# IF you could have one weapon from a Sci Fi film...what would it be..



## beau_safken (Apr 6, 2006)

That is a really hard question....  Would it be the one ring... Phaser.... Cloaking device....  Nope...

For me it would be a lightsaber..yep..that would be badass..Even BAFM style stuff...

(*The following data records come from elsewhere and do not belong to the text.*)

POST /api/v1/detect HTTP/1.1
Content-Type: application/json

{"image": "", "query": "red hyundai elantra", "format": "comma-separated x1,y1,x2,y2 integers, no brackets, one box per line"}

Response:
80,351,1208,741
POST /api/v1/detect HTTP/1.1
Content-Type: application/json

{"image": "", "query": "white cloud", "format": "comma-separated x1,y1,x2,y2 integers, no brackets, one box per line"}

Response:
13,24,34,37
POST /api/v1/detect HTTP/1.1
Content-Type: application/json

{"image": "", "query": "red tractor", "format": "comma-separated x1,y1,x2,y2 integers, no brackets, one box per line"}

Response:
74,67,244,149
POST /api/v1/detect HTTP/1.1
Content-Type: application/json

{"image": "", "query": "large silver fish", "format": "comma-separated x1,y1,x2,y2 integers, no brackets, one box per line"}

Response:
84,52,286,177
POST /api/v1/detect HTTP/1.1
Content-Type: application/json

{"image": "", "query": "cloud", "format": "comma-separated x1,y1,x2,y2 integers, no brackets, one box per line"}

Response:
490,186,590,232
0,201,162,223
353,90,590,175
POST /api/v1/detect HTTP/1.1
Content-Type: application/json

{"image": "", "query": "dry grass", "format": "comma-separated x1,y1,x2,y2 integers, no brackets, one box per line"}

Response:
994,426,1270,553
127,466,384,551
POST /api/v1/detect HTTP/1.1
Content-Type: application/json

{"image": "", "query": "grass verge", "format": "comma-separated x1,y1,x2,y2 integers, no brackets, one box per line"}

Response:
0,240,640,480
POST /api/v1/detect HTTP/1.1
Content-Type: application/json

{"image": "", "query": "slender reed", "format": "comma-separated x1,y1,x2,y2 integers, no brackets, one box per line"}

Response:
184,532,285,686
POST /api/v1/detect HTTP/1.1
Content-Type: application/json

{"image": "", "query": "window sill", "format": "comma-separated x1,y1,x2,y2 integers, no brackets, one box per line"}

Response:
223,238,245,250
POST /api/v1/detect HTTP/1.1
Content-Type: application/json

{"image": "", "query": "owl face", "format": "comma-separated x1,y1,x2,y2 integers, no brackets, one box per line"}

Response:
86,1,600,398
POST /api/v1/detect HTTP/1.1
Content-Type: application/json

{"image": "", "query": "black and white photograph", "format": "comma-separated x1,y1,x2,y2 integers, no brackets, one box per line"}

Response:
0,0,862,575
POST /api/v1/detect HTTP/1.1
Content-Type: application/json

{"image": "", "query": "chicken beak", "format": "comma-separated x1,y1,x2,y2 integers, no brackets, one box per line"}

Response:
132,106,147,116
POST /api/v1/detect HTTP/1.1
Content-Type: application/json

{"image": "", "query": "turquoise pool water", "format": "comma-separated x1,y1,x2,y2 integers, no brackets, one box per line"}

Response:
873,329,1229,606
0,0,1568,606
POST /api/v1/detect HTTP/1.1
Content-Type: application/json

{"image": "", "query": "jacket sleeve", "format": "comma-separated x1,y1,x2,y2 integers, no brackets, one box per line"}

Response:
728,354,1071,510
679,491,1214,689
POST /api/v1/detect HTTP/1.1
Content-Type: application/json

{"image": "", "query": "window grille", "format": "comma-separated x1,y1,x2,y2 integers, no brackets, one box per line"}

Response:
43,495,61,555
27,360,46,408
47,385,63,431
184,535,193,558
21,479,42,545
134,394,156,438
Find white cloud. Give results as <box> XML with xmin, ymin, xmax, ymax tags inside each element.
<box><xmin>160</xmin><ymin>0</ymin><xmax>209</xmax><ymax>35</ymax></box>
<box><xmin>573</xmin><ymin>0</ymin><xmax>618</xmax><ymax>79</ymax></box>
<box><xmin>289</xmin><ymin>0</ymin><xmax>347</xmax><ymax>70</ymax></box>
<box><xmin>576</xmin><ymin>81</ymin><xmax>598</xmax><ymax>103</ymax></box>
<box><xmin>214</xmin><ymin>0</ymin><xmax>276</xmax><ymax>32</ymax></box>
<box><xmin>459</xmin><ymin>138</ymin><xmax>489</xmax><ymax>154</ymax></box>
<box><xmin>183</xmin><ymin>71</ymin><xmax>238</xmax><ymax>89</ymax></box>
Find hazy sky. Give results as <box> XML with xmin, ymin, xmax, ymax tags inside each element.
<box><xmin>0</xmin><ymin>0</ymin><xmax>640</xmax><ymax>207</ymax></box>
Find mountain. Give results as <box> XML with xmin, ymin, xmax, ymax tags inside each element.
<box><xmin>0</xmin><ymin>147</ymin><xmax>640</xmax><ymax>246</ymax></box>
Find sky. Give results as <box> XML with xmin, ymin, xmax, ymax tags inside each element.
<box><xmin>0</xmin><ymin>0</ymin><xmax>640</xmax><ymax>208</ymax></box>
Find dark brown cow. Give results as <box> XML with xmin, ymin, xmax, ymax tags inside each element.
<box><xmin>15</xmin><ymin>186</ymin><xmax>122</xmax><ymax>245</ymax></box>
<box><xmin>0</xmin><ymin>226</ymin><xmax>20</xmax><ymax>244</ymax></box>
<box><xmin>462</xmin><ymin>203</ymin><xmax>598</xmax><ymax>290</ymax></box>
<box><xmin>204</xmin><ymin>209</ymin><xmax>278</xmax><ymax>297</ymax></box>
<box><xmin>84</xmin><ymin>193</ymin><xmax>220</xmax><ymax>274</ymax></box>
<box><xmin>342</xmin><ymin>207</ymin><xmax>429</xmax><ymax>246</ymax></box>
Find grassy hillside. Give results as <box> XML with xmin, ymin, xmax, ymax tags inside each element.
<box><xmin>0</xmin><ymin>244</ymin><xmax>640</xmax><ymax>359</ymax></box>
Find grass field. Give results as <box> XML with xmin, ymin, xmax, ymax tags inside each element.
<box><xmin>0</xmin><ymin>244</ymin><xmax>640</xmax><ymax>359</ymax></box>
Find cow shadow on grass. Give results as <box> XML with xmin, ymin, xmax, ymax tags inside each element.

Just a nice weapon that could cut thru anything, reflect bullets and open up a taan taan if needed.  Call me nerdy but i'm sure a lot of you would have to adjust yourself if you actually could get a working model.  :jedi1:


----------



## terryl965 (Apr 6, 2006)

Give me a laser gun.
Terry


----------



## Bob Hubbard (Apr 6, 2006)

Phaser, Mark II.


----------



## bushidomartialarts (Apr 6, 2006)

for simple style, Zoe's 'hogleg' laser shotgun thingy from Firefly

for effectiveness, i'd be all about asteroid bombing

for cool, i gotta go with a lightsaber


----------



## michaeledward (Apr 6, 2006)

We rented the movie DOOM last weekend. 

The BFG is still the coolest weapon.  Even with all its deficiencies.


----------



## OnlyAnEgg (Apr 6, 2006)

From Firefly: Jayne's favorite gun, Vera.


----------



## Blindside (Apr 6, 2006)

beau_safken said:
			
		

> Just a nice weapon that could cut thru anything, reflect bullets and open up a taan taan if needed. Call me nerdy but i'm sure a lot of you would have to adjust yourself if you actually could get a working model. :jedi1:


 
Nope, lightsabers can't deflect bullets, it could cut them in half and melt them a bit, which means you then get hit by two smaller projectiles.  You can deflect blasters and lasers and whatnot, but who has those?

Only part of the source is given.